Although I do agree with #3 and #7 and the overall fact that the consequence of admin actions on "usual" invariants were poorly documented, it seems that the intention of the sponsor was that indeed pausing or for fast confirming assertions is made for emergency or upgrade procedures and that therefore it's intended that special care must be taken and that once called, resuming operations isn't just calling "unpause", so it makes sense that invariant may be broken in this case.

Consequently, I believe these reports fit "state handling, function incorrect as to spec, issues with comments" more than "function of the protocol or its availability could be impacted".

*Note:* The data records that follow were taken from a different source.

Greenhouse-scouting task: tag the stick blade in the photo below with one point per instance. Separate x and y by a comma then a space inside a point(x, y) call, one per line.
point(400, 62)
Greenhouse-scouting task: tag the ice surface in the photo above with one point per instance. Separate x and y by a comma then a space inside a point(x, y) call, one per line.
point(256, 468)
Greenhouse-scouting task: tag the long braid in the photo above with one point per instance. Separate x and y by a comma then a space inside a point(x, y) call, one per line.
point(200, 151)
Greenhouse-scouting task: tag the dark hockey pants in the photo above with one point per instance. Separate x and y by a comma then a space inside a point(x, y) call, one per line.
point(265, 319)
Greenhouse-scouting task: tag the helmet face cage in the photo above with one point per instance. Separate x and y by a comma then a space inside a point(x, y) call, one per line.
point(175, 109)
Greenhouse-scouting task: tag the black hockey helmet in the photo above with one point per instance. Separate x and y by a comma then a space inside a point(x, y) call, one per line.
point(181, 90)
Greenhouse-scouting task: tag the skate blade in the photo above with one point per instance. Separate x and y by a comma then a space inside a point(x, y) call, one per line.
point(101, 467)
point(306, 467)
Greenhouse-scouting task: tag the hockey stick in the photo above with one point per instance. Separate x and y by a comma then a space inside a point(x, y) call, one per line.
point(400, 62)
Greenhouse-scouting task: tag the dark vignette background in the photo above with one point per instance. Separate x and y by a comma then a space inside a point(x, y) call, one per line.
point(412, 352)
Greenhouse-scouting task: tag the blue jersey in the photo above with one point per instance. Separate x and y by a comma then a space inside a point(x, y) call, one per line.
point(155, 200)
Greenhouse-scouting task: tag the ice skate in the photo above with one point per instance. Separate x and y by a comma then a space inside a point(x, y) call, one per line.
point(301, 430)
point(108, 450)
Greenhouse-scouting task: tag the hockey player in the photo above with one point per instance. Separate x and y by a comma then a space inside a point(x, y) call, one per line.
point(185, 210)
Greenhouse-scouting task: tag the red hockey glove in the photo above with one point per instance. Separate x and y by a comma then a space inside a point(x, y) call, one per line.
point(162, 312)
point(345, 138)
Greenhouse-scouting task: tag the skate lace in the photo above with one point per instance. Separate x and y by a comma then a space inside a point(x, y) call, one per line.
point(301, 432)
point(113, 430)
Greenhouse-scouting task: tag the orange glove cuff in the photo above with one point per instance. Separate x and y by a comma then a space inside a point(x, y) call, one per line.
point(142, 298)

I'll therefore downgrade #3 and #7 to QA.

[c4-judge]

Picodes changed the severity to QA (Quality Assurance)

[DecentralDisco]

For transparency, the selected for report label was removed now that all QA votes have been received and a clear top scoring report has been determined.

[DecentralDisco]

Noting that the 'grade-a' label was added on behalf of the judge after receiving confirmation.